Pour Aurélie BOUTET, Responsable du Pôle Développement RH et RSE, l’animation du réseau HandiMut s’inscrit dans une politique globale d’accompagnement des organismes mutualistes : « La prochaine initiative de la branche Mutualité sera le lancement de la première promotion inclusive inter-entreprises du Certificat de Qualification Professionnelle (CQP) de Chargé·e d’Accueil et de Relation Clients-Adhérents (CARCA). Cette promotion intègrera exclusivement des candidats en situation de handicap. Cette initiative est conduite en partenariat avec l’IFPASS (Institut de Formation de la Profession de l’Assurance). » Rendez-vous est pris pour la rentrée scolaire 2026 !

CAS PRATIQUE : QUAND JANA PASSE DE L’EXALTATION À LA DÉPRIME

Mise en situation en sous-groupes pour les Référents handicap : le groupe 4 se penche sur la situation de Jana – le prénom a été modifié -, une ingénieure de 37 ans dont le parcours professionnel est riche de compétences pointues. Elle est fréquemment absente pour des périodes assez longues. Jana est introvertie et habituellement discrète au sein du collectif de travail. Son humeur fluctue cependant au fil des mois : parfois exaltée et enthousiaste, puis déprimée et en retrait lorsqu’elle revient d’arrêt de travail. Ses collègues observent alors un ralentissement de son activité, des pertes de mémoire et une grande fatigue. La médecine du travail demande à ce que Jana soit accompagnée et que son poste de travail soit adapté.
En petit groupe, le débat s’engage. Dans le respect du secret médical, la pathologie dont souffre Jana n’est pas communiquée par la médecine du travail. En revanche, le groupe sait qu’elle bénéficie d’une reconnaissance de sa qualité de travailleur handicapé (RQTH), ce qui peut faciliter la mobilisation de ressources de la part de l’AGEGIPH (Association de Gestion du Fonds pour l’Insertion Professionnelle des Personnes Handicapées) ou de Cap Emploi. 

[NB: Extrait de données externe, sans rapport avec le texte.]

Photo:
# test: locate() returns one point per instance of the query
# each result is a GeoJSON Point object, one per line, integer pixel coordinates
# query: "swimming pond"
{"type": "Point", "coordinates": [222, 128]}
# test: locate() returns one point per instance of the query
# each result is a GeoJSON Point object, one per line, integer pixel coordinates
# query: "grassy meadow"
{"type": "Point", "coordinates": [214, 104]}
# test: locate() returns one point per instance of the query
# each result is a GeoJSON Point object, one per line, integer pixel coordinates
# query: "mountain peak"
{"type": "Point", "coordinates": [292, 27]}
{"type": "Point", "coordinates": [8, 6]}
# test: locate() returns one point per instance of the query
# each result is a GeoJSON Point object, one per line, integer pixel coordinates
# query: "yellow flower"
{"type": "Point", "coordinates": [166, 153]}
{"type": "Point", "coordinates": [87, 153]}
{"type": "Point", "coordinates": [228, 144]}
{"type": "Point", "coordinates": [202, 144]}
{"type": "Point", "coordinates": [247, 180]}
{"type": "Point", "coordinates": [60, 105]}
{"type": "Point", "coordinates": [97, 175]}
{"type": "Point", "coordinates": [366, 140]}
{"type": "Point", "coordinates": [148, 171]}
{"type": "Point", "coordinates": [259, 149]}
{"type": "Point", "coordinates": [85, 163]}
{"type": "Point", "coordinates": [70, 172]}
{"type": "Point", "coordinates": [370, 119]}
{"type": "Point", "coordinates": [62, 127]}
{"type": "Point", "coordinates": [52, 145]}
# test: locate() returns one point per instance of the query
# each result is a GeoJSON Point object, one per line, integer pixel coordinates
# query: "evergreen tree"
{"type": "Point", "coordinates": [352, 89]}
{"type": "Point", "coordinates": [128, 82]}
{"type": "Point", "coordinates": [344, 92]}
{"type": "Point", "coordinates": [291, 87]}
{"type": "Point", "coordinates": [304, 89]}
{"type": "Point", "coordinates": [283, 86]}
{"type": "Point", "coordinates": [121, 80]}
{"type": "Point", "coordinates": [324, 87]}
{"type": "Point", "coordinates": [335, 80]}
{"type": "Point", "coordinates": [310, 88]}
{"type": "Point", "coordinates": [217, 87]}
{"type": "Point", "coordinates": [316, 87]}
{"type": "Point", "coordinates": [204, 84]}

Les idées fusent : « Un TPT ou une RLH? », lance une participante. Comprendre : un Temps Partiel Thérapeutique, ou une Reconnaissance de Lourdeur du Handicap (RLH). Il s’agit d’une aide destinée aux employeurs, visant à compenser financièrement les conséquences du handicap d’un salarié sur l’activité professionnelle, une fois réalisé l’aménagement du poste de travail.
Un consensus fait jour : il faut d’abord engager le dialogue avec Jana afin qu’elle identifie le Référent handicap de l’entreprise comme une personne à laquelle elle peut faire confiance. Quand ? À son retour d’un arrêt de travail, en coordination avec son manager. Une première pierre est posée.
En débriefing, Marie LAUPRÊTRE, avec son regard de psychologue clinicienne, approuve la stratégie du groupe et lui donne plus d’informations sur la situation : « Jana souffre d’un trouble bipolaire. Son comportement peut donc être mal interprété par son entourage : l’enthousiasme dont elle fait parfois preuve, et qui peut être apprécié par ses collègues, correspond potentiellement à un début de phase dite ‘maniaque’ de la bipolarité. Son exaltation n’est pas bon signe. En revanche, lorsque la salariée reprend son activité après une période d’arrêt maladie, son état présentant un ralentissement et/ou une humeur d’apparence plus déprimée est en réalité plus rassurant sur le plan clinique. »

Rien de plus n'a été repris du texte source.